Connected and driverless cars are a "great opportunity" for the chipmaking industry, according to the chief executive of British semiconductor company ARM Holdings, after reporting a surge in earnings.
ARM, which is a supplier to many device manufacturers including Apple, reported a 14 percent rise in revenue in the fourth quarter of 2015 to $407.9 million. Profit before tax was up 17 percent to £138.7 million ($200.7 million) year-on-year. Royalties for its technology surged 31 percent on the year.
Speaking to CNBC after the results, ARM CEO Simon Segars, said that the increasing amount of chips in cars is a big focus for the company.
"One particular interest right now that's growing strongly is automotive. We look at the future of that and see the potential for a hundred times growth in computing power in cars which is pretty similar to what we've seen over the past five years in smartphones," Segars said.
"In terms of the market that we can address in 2020, we see that as a $15 billion silicon market which when you do the maths, works out to about $150 of silicon per car. Now you compare that to a smartphone…its' about seven to eight times the silicon content, so great opportunity to us."
Chipmakers are looking for new streams of revenue as the sales of smartphones start to slow -- the auto industry has shown much promise.
Established carmakers as well as technology companies such as Google have all been touting the potential of connected and driverless cars. These vehicles will contain a vast number of chips and sensors in order to recognize the world around it and take autonomous decisions such as emergency braking.
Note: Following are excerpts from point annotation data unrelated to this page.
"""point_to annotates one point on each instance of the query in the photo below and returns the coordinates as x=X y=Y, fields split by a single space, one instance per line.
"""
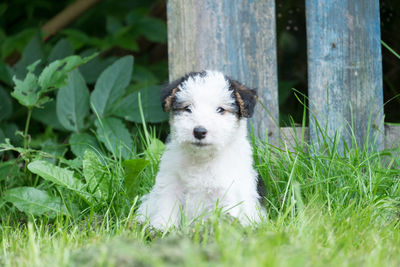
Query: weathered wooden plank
x=290 y=135
x=345 y=70
x=236 y=37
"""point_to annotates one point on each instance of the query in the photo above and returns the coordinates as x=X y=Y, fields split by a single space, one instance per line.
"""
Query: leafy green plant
x=86 y=181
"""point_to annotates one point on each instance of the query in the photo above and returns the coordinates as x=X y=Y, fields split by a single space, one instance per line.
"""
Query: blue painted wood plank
x=345 y=70
x=236 y=37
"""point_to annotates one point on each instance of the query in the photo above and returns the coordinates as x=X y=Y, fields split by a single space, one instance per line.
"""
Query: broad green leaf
x=5 y=104
x=114 y=135
x=36 y=202
x=55 y=74
x=133 y=168
x=128 y=108
x=82 y=141
x=61 y=50
x=113 y=24
x=95 y=175
x=26 y=91
x=11 y=171
x=47 y=114
x=55 y=174
x=7 y=146
x=5 y=74
x=111 y=85
x=33 y=52
x=73 y=102
x=10 y=131
x=52 y=147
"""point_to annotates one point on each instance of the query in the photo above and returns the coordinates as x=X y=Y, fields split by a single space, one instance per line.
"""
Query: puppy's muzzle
x=199 y=132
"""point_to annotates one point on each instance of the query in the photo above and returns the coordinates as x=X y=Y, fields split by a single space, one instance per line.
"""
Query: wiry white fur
x=192 y=179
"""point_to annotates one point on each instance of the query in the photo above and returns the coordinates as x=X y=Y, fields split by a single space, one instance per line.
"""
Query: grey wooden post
x=237 y=37
x=345 y=70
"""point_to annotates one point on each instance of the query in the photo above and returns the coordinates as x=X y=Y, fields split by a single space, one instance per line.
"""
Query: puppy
x=208 y=160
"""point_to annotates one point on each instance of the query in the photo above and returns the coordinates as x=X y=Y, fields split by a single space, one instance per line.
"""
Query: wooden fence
x=238 y=37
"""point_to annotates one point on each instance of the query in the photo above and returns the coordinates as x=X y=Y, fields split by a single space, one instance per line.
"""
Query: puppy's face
x=207 y=109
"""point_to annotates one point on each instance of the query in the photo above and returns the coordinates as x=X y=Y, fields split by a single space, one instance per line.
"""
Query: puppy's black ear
x=168 y=94
x=246 y=98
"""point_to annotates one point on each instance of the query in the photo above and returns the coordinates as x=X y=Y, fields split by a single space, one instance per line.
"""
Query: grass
x=324 y=209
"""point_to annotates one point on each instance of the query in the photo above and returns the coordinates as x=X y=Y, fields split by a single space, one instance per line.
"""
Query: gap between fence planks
x=235 y=37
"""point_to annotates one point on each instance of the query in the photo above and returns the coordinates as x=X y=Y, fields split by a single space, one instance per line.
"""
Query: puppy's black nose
x=199 y=132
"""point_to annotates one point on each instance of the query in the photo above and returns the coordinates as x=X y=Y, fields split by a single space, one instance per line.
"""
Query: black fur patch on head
x=168 y=92
x=246 y=98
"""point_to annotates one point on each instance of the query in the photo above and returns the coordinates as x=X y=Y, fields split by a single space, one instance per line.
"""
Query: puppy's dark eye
x=221 y=110
x=187 y=109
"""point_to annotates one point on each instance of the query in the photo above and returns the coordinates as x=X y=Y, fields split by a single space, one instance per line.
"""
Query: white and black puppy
x=208 y=160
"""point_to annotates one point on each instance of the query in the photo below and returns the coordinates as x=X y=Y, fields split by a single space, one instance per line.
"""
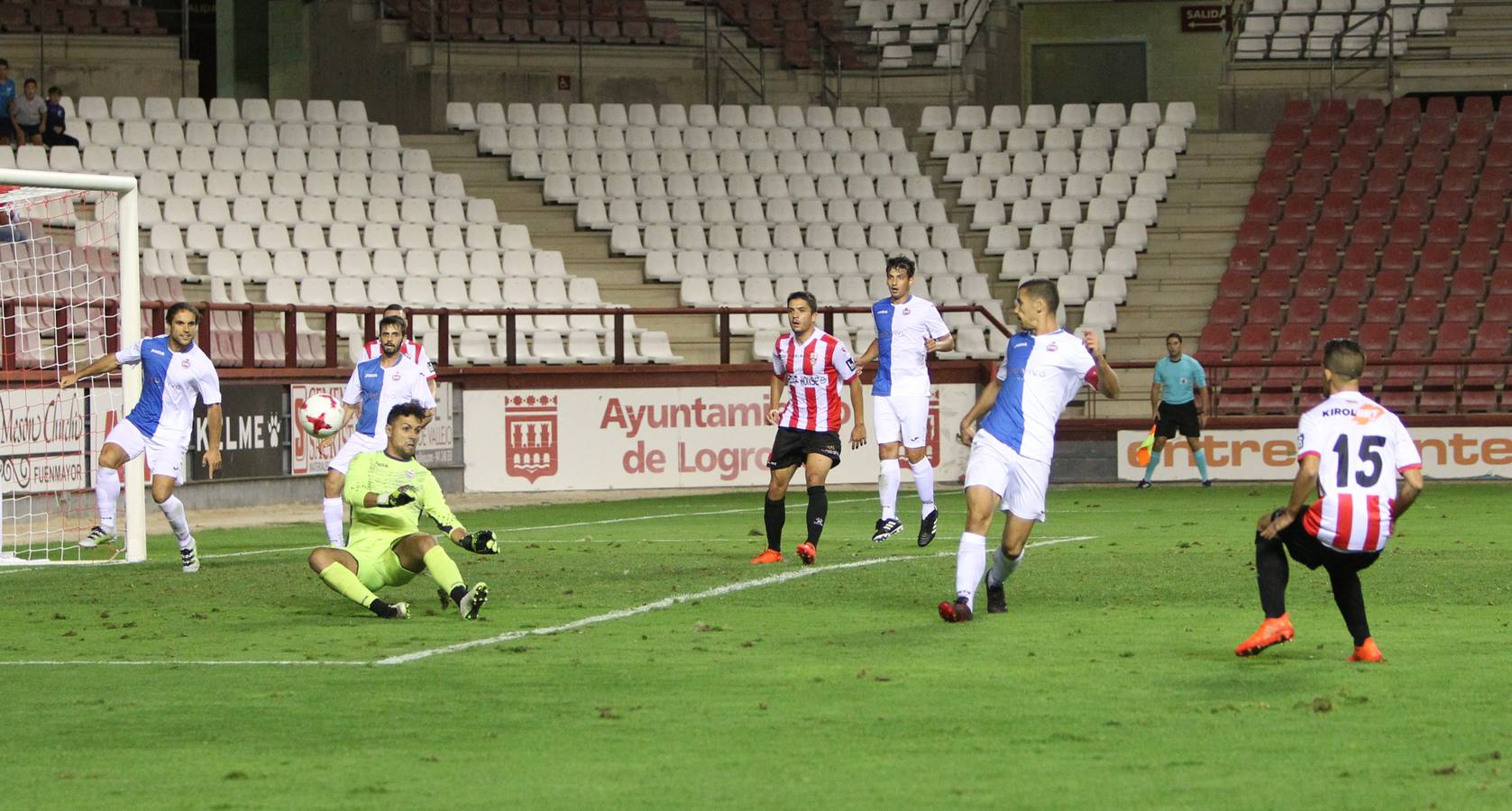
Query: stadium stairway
x=1179 y=272
x=585 y=252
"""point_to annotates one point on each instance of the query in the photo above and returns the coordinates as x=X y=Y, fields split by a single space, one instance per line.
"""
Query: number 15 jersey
x=1361 y=447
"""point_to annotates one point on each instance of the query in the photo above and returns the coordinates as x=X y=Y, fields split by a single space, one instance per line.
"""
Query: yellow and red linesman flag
x=1141 y=455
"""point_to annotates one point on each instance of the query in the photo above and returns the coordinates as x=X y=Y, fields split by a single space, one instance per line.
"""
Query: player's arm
x=98 y=366
x=983 y=406
x=1302 y=488
x=1107 y=379
x=859 y=408
x=774 y=397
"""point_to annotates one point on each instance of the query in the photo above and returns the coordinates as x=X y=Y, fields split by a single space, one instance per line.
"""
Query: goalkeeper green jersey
x=375 y=529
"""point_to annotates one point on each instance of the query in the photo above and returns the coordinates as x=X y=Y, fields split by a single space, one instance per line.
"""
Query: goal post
x=65 y=265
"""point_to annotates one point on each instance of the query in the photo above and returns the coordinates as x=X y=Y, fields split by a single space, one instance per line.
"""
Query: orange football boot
x=1272 y=632
x=1367 y=652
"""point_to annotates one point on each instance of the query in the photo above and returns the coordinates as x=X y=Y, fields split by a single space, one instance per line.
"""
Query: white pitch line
x=674 y=600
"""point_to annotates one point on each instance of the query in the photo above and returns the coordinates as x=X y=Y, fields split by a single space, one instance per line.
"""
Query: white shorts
x=902 y=419
x=165 y=451
x=357 y=442
x=1018 y=480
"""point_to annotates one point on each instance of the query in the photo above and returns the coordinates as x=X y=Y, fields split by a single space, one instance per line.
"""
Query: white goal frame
x=131 y=319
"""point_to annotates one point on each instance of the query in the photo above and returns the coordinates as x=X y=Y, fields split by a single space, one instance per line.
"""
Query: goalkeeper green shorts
x=379 y=570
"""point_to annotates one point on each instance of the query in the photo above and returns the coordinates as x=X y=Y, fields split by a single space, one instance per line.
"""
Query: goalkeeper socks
x=440 y=567
x=345 y=583
x=971 y=560
x=924 y=482
x=819 y=509
x=776 y=514
x=888 y=488
x=1003 y=565
x=1154 y=462
x=333 y=522
x=174 y=511
x=107 y=489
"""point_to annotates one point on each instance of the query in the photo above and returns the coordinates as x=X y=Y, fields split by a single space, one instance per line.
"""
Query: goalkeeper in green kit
x=388 y=491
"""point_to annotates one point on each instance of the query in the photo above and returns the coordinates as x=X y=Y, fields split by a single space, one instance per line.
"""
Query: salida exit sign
x=1204 y=18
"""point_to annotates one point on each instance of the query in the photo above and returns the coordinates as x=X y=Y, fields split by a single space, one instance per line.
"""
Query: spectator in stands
x=6 y=97
x=56 y=127
x=28 y=114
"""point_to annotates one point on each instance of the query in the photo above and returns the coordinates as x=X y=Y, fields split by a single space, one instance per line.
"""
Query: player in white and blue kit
x=1011 y=451
x=176 y=375
x=908 y=330
x=374 y=388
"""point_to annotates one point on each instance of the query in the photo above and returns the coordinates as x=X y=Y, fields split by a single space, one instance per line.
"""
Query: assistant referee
x=1178 y=400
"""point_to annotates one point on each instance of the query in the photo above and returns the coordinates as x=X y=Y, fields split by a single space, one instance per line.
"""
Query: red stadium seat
x=1370 y=111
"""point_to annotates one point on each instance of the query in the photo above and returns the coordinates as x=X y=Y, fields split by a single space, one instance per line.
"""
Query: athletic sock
x=174 y=511
x=1351 y=603
x=971 y=560
x=333 y=520
x=346 y=583
x=888 y=488
x=924 y=482
x=1270 y=573
x=819 y=511
x=440 y=567
x=107 y=489
x=776 y=514
x=1003 y=565
x=1154 y=462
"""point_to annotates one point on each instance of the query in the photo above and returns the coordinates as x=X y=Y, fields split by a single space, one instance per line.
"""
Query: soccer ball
x=321 y=415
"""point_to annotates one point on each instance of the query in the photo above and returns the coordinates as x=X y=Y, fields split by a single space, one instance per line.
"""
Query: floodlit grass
x=1110 y=683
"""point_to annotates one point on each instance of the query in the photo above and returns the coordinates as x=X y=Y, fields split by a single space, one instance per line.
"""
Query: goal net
x=69 y=292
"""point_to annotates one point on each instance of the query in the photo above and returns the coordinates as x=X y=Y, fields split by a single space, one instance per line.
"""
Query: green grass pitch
x=1110 y=683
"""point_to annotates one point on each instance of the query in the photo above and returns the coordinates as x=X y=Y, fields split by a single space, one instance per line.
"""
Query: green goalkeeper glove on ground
x=480 y=542
x=399 y=497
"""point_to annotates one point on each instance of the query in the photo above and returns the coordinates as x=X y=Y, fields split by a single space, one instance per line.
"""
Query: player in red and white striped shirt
x=410 y=349
x=1351 y=451
x=812 y=364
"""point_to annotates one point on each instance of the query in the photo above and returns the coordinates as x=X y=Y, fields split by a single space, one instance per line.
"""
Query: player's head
x=900 y=277
x=802 y=307
x=390 y=334
x=1343 y=364
x=1034 y=303
x=183 y=323
x=404 y=429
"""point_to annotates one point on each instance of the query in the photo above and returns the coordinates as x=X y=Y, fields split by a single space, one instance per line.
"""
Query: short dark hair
x=411 y=408
x=180 y=307
x=900 y=261
x=1043 y=290
x=1344 y=359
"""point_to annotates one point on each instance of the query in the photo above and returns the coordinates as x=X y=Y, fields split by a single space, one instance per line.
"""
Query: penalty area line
x=674 y=600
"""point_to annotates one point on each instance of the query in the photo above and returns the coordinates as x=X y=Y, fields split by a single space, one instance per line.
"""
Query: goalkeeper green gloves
x=399 y=497
x=480 y=542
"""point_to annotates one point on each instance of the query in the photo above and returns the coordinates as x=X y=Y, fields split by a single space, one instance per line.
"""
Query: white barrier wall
x=1272 y=453
x=619 y=438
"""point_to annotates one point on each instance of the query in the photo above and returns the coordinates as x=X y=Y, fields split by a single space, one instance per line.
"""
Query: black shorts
x=793 y=447
x=1306 y=549
x=1178 y=417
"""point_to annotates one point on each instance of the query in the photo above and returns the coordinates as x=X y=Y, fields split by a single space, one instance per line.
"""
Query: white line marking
x=670 y=601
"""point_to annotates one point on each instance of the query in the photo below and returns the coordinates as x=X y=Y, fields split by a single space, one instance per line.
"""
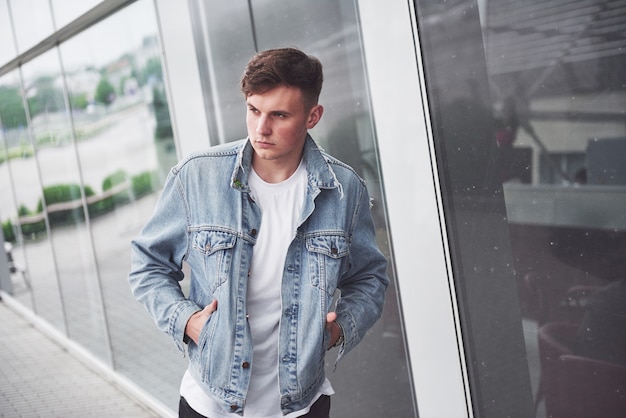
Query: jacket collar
x=319 y=171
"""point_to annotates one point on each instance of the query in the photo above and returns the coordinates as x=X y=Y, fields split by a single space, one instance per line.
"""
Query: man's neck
x=270 y=171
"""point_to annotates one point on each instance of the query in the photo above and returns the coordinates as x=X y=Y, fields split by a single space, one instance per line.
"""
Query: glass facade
x=523 y=123
x=86 y=143
x=527 y=102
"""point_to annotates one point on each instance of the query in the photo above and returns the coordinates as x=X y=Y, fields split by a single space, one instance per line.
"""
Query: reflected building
x=491 y=135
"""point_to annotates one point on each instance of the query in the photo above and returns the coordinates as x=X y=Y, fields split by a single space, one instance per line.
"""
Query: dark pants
x=320 y=409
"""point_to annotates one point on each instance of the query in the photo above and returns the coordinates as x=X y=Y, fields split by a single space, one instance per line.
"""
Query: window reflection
x=125 y=147
x=7 y=52
x=30 y=28
x=62 y=203
x=24 y=223
x=557 y=81
x=67 y=10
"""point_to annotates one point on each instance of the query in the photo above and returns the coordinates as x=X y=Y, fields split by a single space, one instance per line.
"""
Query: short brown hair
x=284 y=67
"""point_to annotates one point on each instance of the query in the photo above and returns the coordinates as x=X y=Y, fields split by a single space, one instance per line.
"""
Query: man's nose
x=263 y=126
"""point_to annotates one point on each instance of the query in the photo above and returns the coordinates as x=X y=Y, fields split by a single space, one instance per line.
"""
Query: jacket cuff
x=179 y=322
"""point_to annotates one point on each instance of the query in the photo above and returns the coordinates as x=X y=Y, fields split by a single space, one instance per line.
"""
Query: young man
x=270 y=226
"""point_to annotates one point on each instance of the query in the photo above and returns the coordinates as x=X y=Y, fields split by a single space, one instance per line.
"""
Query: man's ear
x=315 y=114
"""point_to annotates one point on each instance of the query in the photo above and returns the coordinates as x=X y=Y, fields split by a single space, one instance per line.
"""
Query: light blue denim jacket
x=208 y=219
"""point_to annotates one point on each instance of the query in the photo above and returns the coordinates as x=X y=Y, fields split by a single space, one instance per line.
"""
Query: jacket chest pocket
x=214 y=250
x=329 y=260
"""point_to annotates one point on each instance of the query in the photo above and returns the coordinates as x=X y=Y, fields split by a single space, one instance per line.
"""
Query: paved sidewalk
x=40 y=378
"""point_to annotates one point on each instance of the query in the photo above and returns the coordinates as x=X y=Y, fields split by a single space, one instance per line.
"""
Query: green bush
x=142 y=183
x=7 y=231
x=61 y=193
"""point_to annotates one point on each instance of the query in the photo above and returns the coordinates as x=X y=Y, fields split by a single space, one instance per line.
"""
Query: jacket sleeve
x=363 y=286
x=156 y=263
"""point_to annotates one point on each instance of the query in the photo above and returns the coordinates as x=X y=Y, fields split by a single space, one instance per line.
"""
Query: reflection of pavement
x=141 y=352
x=40 y=378
x=127 y=144
x=371 y=381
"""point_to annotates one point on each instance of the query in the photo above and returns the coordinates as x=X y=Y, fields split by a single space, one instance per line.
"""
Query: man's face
x=277 y=123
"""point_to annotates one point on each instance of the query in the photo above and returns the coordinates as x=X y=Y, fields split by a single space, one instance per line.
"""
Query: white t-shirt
x=281 y=205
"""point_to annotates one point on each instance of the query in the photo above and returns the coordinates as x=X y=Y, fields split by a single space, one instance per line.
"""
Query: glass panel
x=19 y=206
x=374 y=378
x=7 y=51
x=31 y=28
x=11 y=109
x=125 y=148
x=63 y=202
x=556 y=70
x=67 y=10
x=527 y=104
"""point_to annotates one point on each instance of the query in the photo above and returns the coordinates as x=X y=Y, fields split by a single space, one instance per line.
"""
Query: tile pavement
x=41 y=378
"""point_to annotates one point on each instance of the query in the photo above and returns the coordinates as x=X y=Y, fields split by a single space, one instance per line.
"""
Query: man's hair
x=284 y=67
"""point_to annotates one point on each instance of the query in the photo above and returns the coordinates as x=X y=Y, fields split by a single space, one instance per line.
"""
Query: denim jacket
x=209 y=220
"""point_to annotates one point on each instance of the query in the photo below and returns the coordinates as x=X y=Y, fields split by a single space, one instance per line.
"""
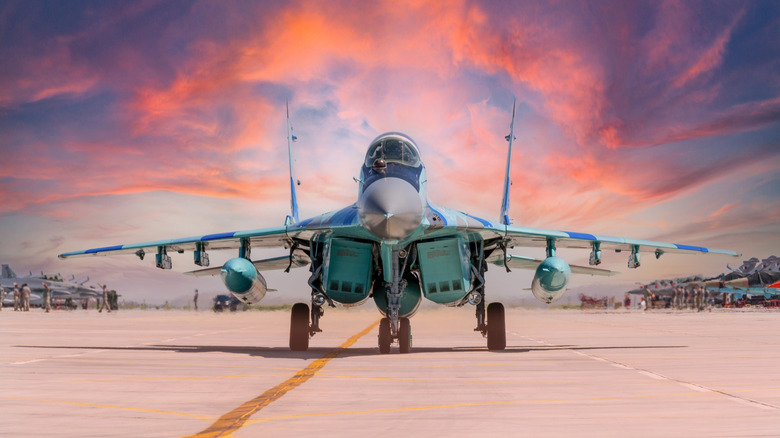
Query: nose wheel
x=496 y=329
x=299 y=327
x=404 y=336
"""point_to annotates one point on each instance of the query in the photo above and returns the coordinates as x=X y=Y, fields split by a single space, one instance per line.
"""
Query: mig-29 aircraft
x=396 y=246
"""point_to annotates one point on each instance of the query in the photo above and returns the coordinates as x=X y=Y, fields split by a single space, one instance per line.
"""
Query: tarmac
x=564 y=373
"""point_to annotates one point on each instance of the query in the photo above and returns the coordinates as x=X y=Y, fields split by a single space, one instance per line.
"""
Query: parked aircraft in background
x=61 y=289
x=754 y=277
x=396 y=246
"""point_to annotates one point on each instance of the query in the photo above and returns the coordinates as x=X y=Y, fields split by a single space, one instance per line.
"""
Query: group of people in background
x=109 y=300
x=21 y=297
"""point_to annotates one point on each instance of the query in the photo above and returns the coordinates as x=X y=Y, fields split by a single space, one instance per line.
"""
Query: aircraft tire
x=496 y=327
x=405 y=336
x=299 y=327
x=384 y=336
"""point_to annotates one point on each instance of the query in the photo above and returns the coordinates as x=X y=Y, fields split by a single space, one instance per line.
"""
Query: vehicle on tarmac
x=224 y=302
x=395 y=246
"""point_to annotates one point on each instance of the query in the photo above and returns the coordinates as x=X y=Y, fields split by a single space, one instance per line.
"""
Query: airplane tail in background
x=7 y=272
x=508 y=182
x=293 y=218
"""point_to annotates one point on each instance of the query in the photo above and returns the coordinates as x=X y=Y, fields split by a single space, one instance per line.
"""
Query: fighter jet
x=396 y=246
x=754 y=277
x=61 y=289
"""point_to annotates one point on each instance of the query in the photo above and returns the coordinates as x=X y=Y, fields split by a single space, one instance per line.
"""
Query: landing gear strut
x=404 y=335
x=393 y=326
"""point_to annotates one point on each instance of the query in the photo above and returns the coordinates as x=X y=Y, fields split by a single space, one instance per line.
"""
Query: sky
x=124 y=122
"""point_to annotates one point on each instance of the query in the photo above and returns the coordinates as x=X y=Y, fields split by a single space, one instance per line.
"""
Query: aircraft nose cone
x=390 y=209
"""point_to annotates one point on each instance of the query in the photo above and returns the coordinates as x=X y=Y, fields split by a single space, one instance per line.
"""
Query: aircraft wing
x=522 y=262
x=299 y=260
x=533 y=237
x=261 y=238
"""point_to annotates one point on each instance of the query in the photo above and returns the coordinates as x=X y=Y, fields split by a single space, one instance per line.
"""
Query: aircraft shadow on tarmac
x=318 y=352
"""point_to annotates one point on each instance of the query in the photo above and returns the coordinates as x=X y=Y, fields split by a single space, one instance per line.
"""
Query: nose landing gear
x=404 y=336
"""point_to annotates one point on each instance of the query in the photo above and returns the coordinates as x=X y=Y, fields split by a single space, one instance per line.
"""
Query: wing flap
x=273 y=264
x=522 y=262
x=533 y=237
x=261 y=238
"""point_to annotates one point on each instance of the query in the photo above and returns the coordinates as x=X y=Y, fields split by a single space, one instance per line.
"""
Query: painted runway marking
x=57 y=357
x=199 y=417
x=476 y=404
x=235 y=419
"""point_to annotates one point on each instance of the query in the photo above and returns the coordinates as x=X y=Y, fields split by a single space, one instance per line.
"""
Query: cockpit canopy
x=393 y=148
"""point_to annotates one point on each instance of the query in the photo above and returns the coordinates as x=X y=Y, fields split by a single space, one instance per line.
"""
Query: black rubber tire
x=299 y=327
x=405 y=335
x=384 y=336
x=496 y=327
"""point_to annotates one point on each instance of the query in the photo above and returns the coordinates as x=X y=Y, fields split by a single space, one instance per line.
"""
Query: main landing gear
x=495 y=327
x=301 y=330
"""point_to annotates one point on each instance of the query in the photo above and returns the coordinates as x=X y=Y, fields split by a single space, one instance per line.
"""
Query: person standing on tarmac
x=26 y=297
x=46 y=297
x=17 y=298
x=104 y=302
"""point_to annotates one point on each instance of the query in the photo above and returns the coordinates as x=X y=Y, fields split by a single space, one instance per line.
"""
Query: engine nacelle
x=551 y=278
x=243 y=281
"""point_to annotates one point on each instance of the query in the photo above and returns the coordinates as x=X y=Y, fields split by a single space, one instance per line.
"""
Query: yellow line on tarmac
x=235 y=419
x=199 y=417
Segars added that while margins on some of those chips will be "very inexpensive", the ones that will be doing the "real computational thinking" such as identifying emergency situations, would "command pretty reasonable margins".
The chief executive's comments come as ARM warned in its earnings outlook that "increased economic uncertainty may influence consumer and enterprise spending, potentially impacting semiconductor revenues and industry confidence". Shares were down over 5 percent.
Segars said that while semiconductors for cars might not be an immediate revenue driver, the company invests in future technology.
"Royalties that are generated today are from products that were in R&D maybe as much as 10 years ago, in some cases 20 years ago. So we really do take a long term view on investments," Segars told CNBC.
ARM is not the only technology firm hoping to get its products into future cars. Processor firm Nvidia, South Korean electronics giants Samsung and LG and Canada's BlackBerry are among some of the companies hoping to take a slice of the developing connected and driverless auto market.